Votre situation est complexe mais plusieurs points peuvent être clarifiés de manière structurée.
Sur la question des taxes foncières et d'habitation, en principe, vous ne pouvez demander le remboursement que des sommes que vous avez effectivement payées. Le fondement juridique est celui de la contribution aux charges de l'indivision ou, selon les cas, de la gestion d'affaires. Si vous n'avez pas réglé certaines sommes, vous ne pouvez pas en demander le remboursement en tant que tel. En revanche, vous pouvez les intégrer dans une demande globale d'indemnisation si vous démontrez avoir subi un préjudice du fait de l'occupation du bien par le tiers, notamment si ces dettes fiscales ont été mises à votre charge (par exemple via des avis à tiers détenteur).
Le fait que l'enchérisseur propose de vous rembourser est intéressant. Juridiquement, cela peut s'analyser comme une reconnaissance de dette ou, à tout le moins, comme un élément transactionnel. Vous pouvez accepter ce paiement, mais il est fortement recommandé de formaliser cela par écrit en précisant qu'il s'agit d'un règlement partiel, sans renonciation à vos autres droits.

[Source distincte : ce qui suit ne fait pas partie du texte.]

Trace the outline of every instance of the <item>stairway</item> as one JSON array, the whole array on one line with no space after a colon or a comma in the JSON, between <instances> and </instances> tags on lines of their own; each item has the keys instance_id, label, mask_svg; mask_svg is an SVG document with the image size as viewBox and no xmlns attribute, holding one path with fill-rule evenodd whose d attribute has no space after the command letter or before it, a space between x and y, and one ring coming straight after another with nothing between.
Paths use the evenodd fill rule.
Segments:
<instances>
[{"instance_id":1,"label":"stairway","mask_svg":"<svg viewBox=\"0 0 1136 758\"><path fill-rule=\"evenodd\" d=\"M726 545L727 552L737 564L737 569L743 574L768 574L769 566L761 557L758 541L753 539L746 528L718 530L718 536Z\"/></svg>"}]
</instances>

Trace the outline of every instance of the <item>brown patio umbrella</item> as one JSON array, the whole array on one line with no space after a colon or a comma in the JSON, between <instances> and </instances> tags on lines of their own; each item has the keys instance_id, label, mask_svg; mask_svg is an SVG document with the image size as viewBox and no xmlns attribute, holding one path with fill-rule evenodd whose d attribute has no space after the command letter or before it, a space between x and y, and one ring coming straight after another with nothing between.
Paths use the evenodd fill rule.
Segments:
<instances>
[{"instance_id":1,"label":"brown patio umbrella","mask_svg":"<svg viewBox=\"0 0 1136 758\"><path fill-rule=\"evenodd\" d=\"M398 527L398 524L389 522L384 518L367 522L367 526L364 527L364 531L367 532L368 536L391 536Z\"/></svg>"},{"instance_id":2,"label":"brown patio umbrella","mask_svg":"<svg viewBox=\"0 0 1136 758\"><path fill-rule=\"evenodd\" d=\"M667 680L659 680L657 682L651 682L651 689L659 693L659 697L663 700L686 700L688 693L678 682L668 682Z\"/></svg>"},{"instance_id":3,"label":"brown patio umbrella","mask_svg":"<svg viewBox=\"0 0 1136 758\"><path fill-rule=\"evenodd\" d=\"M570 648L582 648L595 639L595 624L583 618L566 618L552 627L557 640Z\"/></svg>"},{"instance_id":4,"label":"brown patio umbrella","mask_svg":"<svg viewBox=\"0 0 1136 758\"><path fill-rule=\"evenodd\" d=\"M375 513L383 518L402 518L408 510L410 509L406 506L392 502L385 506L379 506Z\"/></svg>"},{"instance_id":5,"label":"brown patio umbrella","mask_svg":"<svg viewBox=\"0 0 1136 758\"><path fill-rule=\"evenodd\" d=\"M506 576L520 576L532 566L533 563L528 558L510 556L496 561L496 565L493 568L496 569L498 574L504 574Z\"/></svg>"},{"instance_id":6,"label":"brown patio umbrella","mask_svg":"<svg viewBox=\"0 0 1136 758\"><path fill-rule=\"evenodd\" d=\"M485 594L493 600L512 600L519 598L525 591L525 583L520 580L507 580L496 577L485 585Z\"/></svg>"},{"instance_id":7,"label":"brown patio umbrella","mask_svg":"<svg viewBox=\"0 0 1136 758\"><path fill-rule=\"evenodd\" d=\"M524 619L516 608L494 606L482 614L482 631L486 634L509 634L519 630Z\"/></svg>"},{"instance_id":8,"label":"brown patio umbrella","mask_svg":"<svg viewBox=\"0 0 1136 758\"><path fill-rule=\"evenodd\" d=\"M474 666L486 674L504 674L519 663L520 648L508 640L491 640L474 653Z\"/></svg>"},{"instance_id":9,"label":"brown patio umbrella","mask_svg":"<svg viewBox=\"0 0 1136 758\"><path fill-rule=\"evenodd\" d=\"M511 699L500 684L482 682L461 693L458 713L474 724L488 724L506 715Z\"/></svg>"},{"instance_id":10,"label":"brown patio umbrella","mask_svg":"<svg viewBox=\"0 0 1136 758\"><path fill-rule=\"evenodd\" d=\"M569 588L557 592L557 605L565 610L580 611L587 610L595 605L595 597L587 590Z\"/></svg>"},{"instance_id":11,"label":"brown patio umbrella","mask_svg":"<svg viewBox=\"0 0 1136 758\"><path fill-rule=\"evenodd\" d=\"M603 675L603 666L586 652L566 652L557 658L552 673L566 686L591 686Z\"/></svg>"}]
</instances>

Concernant la prescription, le paiement qu'il a effectué directement auprès du Trésor public peut effectivement constituer une reconnaissance de dette. Cela peut interrompre la prescription, mais uniquement pour la créance concernée (ici les taxes). Cela n'étend pas automatiquement la prescription à d'autres créances distinctes, comme l'indemnité d'occupation. Pour cette dernière, la prescription de cinq ans reste en principe applicable.
Le fait qu'un des enchérisseurs soit un professionnel de l'immobilier ne suffit pas, en soi, à écarter la prescription quinquennale. En revanche, si vous parvenez à démontrer une fraude, une dissimulation ou une manœuvre dolosive, cela peut changer le point de départ de la prescription. Mais cela suppose des éléments probants solides.
S'agissant de l'indemnité d'occupation, votre démarche est cohérente. Une mise en demeure a été faite et un référé provision est envisageable si la créance n'est pas sérieusement contestable. Le paiement partiel des taxes ne permet pas, en lui-même, d'étendre la prescription au-delà de cinq ans pour cette indemnité.
Sur la disparition du cahier des charges et l'erreur de référence cadastrale, la situation est plus délicate. Toutefois, la preuve du bien réellement occupé peut être rapportée par d'autres moyens : actes antérieurs, descriptifs, plans, attestations, correspondances, voire expertise. L'occupation continue depuis 2002 est également un élément important. L'erreur matérielle de numéro de lot n'annule pas nécessairement l'identification du bien si celui-ci est identifiable sans ambiguïté.
Le fait qu'il prétende ne pas avoir été informé ne suffit pas à le dégager de ses obligations, surtout après une occupation aussi longue.
En pratique, vous pouvez accepter le paiement proposé, mais en encadrant juridiquement cet accord. Pour la suite, il est pertinent de poursuivre sur :
-une action en paiement d'indemnité d'occupation (dans la limite de la prescription),
-une clarification de la situation de propriété,
-et éventuellement une action au fond si les contestations persistent.
Compte tenu de la technicité du dossier (adjudication, indivision, fiscalité, prescription), un accompagnement par un avocat est vivement recommandé pour sécuriser vos démarches.
Je vous remercie par avance de bien vouloir mentionner que la question est résolue.